As the current investigators reconstruct, Van den Bergh had contacts with the Nazi occupiers, as a notary and through his membership in the Jewish Council, which was founded in 1941 on her orders.

He was trying to protect his own family.

But in the summer of 1944 he himself came under pressure - and is said to have revealed the addresses of hiding places.

The council knew about it, it also forwarded the mail from prisoners who wrote to their family members in hiding.

The special circumstances seem to corroborate the trail.

The information about the hiding place was received by a senior official in the National Socialist Security Service (SD), whom only someone like Van den Bergh could have called directly.

Don't burden the children with their father's name

But why didn't Otto Frank, who lived until 1980, make the man's name public himself?
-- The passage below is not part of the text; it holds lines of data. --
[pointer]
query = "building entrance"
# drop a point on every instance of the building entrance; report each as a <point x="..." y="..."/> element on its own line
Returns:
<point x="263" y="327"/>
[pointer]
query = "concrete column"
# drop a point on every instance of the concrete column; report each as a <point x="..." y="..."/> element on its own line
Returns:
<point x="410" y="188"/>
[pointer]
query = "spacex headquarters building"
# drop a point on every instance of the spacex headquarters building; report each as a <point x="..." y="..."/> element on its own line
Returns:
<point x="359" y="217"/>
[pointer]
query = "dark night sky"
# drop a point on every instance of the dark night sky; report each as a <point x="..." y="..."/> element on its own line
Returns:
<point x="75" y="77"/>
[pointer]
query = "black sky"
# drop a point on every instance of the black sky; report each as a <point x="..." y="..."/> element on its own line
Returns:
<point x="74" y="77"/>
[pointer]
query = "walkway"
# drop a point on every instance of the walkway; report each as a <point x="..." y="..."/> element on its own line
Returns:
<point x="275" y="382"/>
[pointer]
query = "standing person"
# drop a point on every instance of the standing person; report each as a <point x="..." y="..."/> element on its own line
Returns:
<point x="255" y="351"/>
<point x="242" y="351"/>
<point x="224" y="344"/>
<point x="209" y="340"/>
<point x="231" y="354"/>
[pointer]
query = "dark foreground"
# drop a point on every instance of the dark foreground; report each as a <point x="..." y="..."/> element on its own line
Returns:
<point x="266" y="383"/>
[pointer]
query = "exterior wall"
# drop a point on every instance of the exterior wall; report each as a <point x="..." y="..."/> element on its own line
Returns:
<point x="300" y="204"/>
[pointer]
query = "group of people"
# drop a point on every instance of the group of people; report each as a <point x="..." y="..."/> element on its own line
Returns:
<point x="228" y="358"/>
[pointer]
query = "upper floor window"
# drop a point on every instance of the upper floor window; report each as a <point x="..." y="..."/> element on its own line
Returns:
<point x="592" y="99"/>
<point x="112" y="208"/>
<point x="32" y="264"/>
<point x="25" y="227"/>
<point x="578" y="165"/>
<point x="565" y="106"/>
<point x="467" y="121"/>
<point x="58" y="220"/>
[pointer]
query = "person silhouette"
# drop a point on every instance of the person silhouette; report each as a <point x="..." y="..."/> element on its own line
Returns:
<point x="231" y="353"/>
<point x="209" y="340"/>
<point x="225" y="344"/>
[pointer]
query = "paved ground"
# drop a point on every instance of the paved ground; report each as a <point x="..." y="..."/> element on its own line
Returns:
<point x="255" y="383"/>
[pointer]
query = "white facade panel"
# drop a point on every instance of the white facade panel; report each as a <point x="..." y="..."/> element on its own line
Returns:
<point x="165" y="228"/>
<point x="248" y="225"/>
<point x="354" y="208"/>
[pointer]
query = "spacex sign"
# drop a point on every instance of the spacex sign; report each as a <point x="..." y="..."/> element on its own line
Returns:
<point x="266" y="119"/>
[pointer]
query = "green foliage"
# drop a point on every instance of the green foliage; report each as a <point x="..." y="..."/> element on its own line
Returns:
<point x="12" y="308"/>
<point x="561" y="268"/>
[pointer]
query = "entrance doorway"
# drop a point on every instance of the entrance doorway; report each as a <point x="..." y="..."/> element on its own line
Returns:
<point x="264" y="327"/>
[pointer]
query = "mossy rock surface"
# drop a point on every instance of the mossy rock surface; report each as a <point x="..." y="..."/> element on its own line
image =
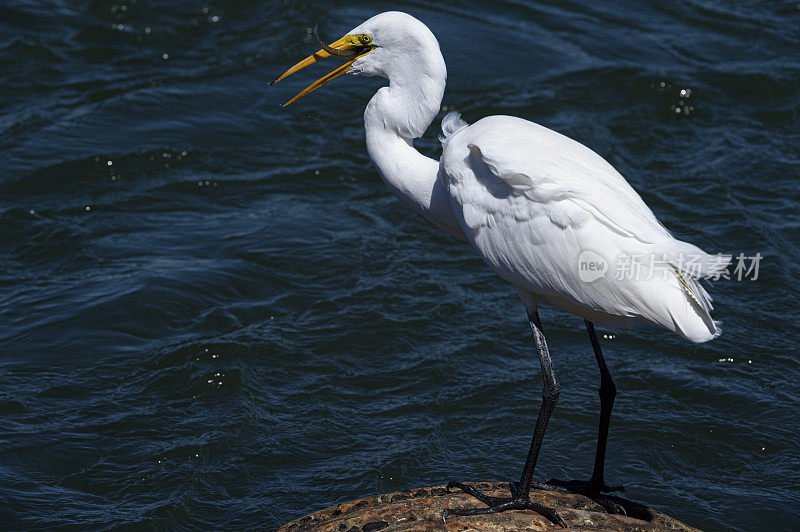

In fact, according to the investigators, he researched the man after the war, but did everything possible to hide his name.

They suspect that he didn't want to burden the notary's children with their father's mistake, who died in 1950.

But he also feared that a revelation would lead to anti-Semitism again – after all, the traitor had come from his own community.

"The notary was not a bad person, he faced a terrible dilemma, and Otto Frank must have recognized that," said one of the investigators "De Volkskrant".

"How would we have acted?" Incidentally, they did not find out who wrote the anonymous note, but hope for new clues after the publication of the book.